With the return of good weather today skiers were out in force. Despite warnings and yesterday's avalanches the deadly series continued today. If social media is a guide ski tourers, perhaps better informed and equipped were absent from the hecatombe.
In the Chamonix valley, mountain rescue teams were called shortly before 3 p.m. to an avalanche in the central Posettes couloir above the village of Vallorcine, near Chamonix. Two men were caught by the slide. One of them, a 32-year-old ski patroller working at the Flégère ski area, was violently thrown against a tree and died from his injuries. He was the father of young children. The second skier escaped unharmed.
Credit: Piste Services Orelle
Further south in the Savoie, two more skiers lost their lives on Sunday, adding to the toll after three men were killed by avalanches the previous day. At Courchevel, a skier was buried and killed in the off-piste sector of Roche Grise. The piste patrol witnessed the slide, which was in the Creux Noirs area. A high mountain guy intervened immediately to assit the victim before rescue services arrived. Courchevel resort has said that "Given the current conditions, S3V urges all users to exercise the utmost vigilance and strictly adhere to safety guidelines and snow reports."
A few hours later, an English skier in his fifties was caught by an avalanche in the Verduns Sud off-piste area of La Plagne in the Champagny-en-Vanoise sector. He was not equipped with an avalanche transceiver.
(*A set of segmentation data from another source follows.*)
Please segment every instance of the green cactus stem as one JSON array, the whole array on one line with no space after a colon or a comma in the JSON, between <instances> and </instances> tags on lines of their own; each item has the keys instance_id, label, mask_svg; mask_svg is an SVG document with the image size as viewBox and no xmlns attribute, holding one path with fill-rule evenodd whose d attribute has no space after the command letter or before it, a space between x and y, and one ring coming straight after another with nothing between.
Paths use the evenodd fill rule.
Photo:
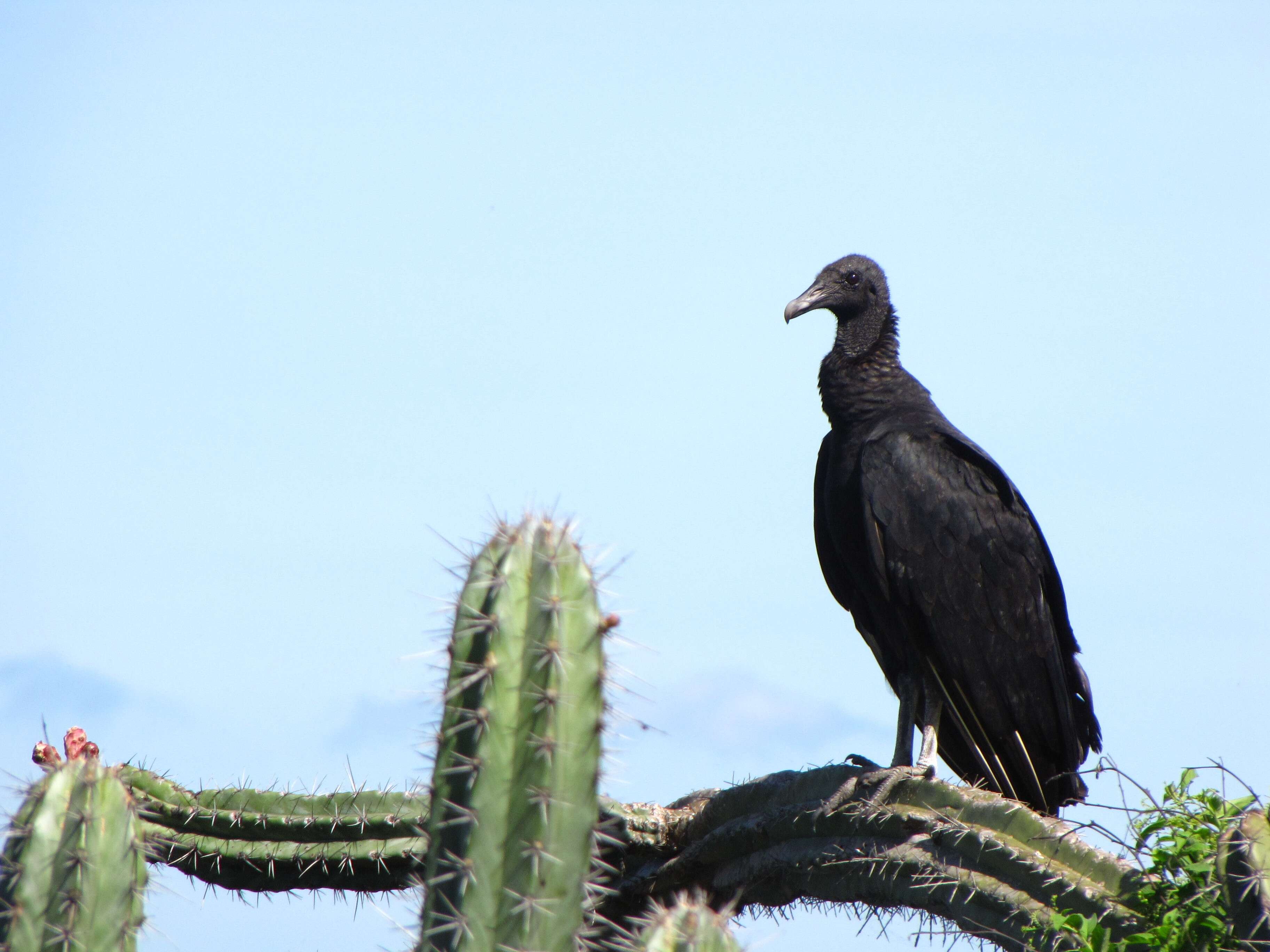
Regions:
<instances>
[{"instance_id":1,"label":"green cactus stem","mask_svg":"<svg viewBox=\"0 0 1270 952\"><path fill-rule=\"evenodd\" d=\"M413 885L427 854L418 791L196 793L136 767L119 772L151 858L213 886L386 892Z\"/></svg>"},{"instance_id":2,"label":"green cactus stem","mask_svg":"<svg viewBox=\"0 0 1270 952\"><path fill-rule=\"evenodd\" d=\"M681 894L671 906L654 902L632 925L634 939L618 941L621 952L740 952L728 913L710 908L700 894Z\"/></svg>"},{"instance_id":3,"label":"green cactus stem","mask_svg":"<svg viewBox=\"0 0 1270 952\"><path fill-rule=\"evenodd\" d=\"M1217 875L1236 935L1253 948L1270 948L1270 820L1248 810L1222 834Z\"/></svg>"},{"instance_id":4,"label":"green cactus stem","mask_svg":"<svg viewBox=\"0 0 1270 952\"><path fill-rule=\"evenodd\" d=\"M1114 938L1140 920L1142 873L1081 842L1062 821L996 793L912 779L886 803L817 809L860 768L772 774L669 807L606 803L627 847L608 919L696 887L739 908L800 900L908 908L1006 948L1038 944L1038 923L1077 911ZM1049 934L1043 944L1063 946Z\"/></svg>"},{"instance_id":5,"label":"green cactus stem","mask_svg":"<svg viewBox=\"0 0 1270 952\"><path fill-rule=\"evenodd\" d=\"M500 526L450 645L418 948L572 952L598 821L606 621L568 527Z\"/></svg>"},{"instance_id":6,"label":"green cactus stem","mask_svg":"<svg viewBox=\"0 0 1270 952\"><path fill-rule=\"evenodd\" d=\"M14 815L0 856L4 952L136 948L146 858L132 798L117 770L83 753L51 758Z\"/></svg>"},{"instance_id":7,"label":"green cactus stem","mask_svg":"<svg viewBox=\"0 0 1270 952\"><path fill-rule=\"evenodd\" d=\"M671 806L605 800L602 814L616 820L616 844L606 847L605 859L617 873L608 882L599 916L629 930L654 902L668 904L677 894L696 889L712 901L735 899L738 908L800 900L907 906L1013 949L1045 944L1038 939L1036 923L1048 928L1054 911L1092 916L1116 938L1140 928L1134 899L1143 881L1139 869L1083 843L1062 821L996 793L912 779L898 784L884 805L852 803L818 816L823 797L856 773L860 768L787 770L723 791L701 791ZM168 824L151 829L151 820L144 820L147 836L174 844L155 859L207 882L248 890L375 891L408 889L411 877L418 877L409 859L423 856L424 838L363 843L347 839L351 824L337 824L333 831L331 823L315 823L306 835L330 836L329 843L309 840L288 848L323 845L329 852L309 853L306 862L321 856L326 868L288 867L292 854L277 852L284 844L273 840L182 833L180 814L170 809L183 802L179 787L169 784L169 809L156 814L138 778L145 778L147 790L155 790L159 778L135 769L123 776L137 791L141 815L163 816ZM249 793L184 796L197 796L204 805L236 805L240 801L231 798ZM269 796L282 802L286 795ZM415 817L425 814L422 798L391 796L409 805L394 807L399 816L410 807ZM320 812L320 806L306 803L304 812ZM232 811L218 812L215 823L235 835L243 829ZM197 864L174 862L180 858L175 844L197 847ZM382 863L370 859L376 848L382 849ZM265 875L271 849L276 850L273 871ZM1052 944L1063 944L1062 937L1050 938Z\"/></svg>"}]
</instances>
Despite the deployment of significant rescue resources, he was located only after nearly 50 minutes, buried under 2.5 metres of snow.
The avalanche risk was 4 out of 5 above 1600 meters altitude and authorities had called for extra caution saying the risk was "maximum" for back country travelers. Meteo France warned that above 1,600 meters there are numerous reactive slabs with remote triggering possible. Breaks could reach 1.5 m with significant mobilizable volumes of snow, giving rise to size 2 to 3 (medium to large) avalanches that can travel far onto flat terrain. In a large northern sector size 4 avalanches couldn't be ruled out breaking on a deeply buried weak layer.
Several other avalanches were reported during the morning. At Tignes, a snowboarder was partially buried in a lake skiing in the Tremplins sector. He was rescued by piste patrol then taken to hospital suffering from hypothermia. In Orelle, two off-piste skiers without avalanche transceivers were caught in a slide; one was seriously injured and airlifted to hospital, while the other escaped unhurt.
By midday, emergency services had already responded to six separate avalanches across the region. Authorities once again urged extreme caution, warning that the snowpack remains highly unstable and that off-piste skiing continues to pose a serious danger in the coming days. The access road to les Arcs was also blocked by an avalanche this evening.